Similar results have been shown in the GALILEO study.44 This was a double-masked study in which 177 patients either received 2 mg intravitreal aflibercept or sham every 4 weeks until week 24. During the first 24 weeks of GALILEO, monthly aflibercept treatment resulted in rapid and sustained gains in BCVA . Disappointingly, this improvement in VA declined between weeks 52 and 76. Overall, the results of these trials provide a promising treatment for patients with CRVO.
In addition to the combined treatment of dexamethasone 0.7 mg and bevacizumab mentioned earlier, bevacizumab has also been studied in combination with laser and triamcinolone acetonide.
A small, prospective study of 18 eyes with macular oedema due to BRVO, in which eyes were randomised to receive treatment with either bevacizumab alone or in combination with macula grid laser, has shown that combining laser treatment with intravitreal bevacizumab injections results in a lower number of re-injections than intravitreal bevacizumab treatment alone.40 A randomised, prospective study of bevacizumab injection alone versus combined injection of bevacizumab and triamcinolone acetonide (2 mg/0.05 ml) in patients with CRVO showed no significant differences between the groups.46
Other treatments which have been considered include laser-induced chorioretinal anastomosis, radial optic neurotomy with pars plana itrectomy and thrombolytic therapies. Laser-induced chorioretinal anastomosis has been shown to increase the risk of choroidal neovascularisation and requires a high-powered laser, which is no longer commercially available.47 Experimental trials of radial optic neurotomy with pars plana vitrectomy and thrombolytic therapies are underway, but these treatments are not currently recommended.48
Recent trials have provided us with multiple methods of treating macula oedema in RVO. It is difficult to compare the treatments as all the various trials and studies have differences in their design and methodology. With our current knowledge of the treatment options, corticosteroids and anti-VEGF agents appear to be at the forefront of management. However, a higher incidence of intraocular pressure rise and cataract formation makes corticosteroids the less desirable option. Anti- VEGFs have a better ocular side-effect profile, but there is no defined treatment end-point and more frequent injections are required. There is also the theoretical risk of an increased rate of arterial thromboembolic events, such as myocardial infection or stroke with anti-VEGF treatment. This poses some concerns as many RVO patients may already have underlying hypertension, hyperlipidaemia and/or diabetes.

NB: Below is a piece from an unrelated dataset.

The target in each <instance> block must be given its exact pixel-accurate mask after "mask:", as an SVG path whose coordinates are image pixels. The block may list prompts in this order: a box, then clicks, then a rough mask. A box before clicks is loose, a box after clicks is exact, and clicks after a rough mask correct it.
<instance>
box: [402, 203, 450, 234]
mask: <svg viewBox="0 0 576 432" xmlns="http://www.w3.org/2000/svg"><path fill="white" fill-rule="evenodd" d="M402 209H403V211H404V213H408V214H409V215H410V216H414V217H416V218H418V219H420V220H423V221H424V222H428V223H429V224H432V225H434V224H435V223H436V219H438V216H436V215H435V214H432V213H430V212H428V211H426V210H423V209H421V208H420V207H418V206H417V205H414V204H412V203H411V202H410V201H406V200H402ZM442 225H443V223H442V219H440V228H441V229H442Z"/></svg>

Studies are currently underway which will provide additional guidance as to how our treatment regimens can be modified to further enhance visual outcomes and simultaneously reduce the burden of frequent follow up and requirement for injections. Certainly the results of some of the head-to- head studies will shed further light as to which direction to take in terms of anti-VEGF and dexamethasone 0.7 mg injections.
At present we believe that the best strategy is to tailor the treatment according to the individual patient, the aim being to prevent irreversible damage caused by chronic macula oedema. For younger patients without significant systemic risk factors, a history of ocular hypertension or glaucoma, anti-VEGF might be the most appropriate first-line treatment. Pseudophakic patients with a previous history of stroke and reluctance or inability to attend the eye clinic monthly might benefit from initial treatment with a dexamethasone 0.7 mg implant.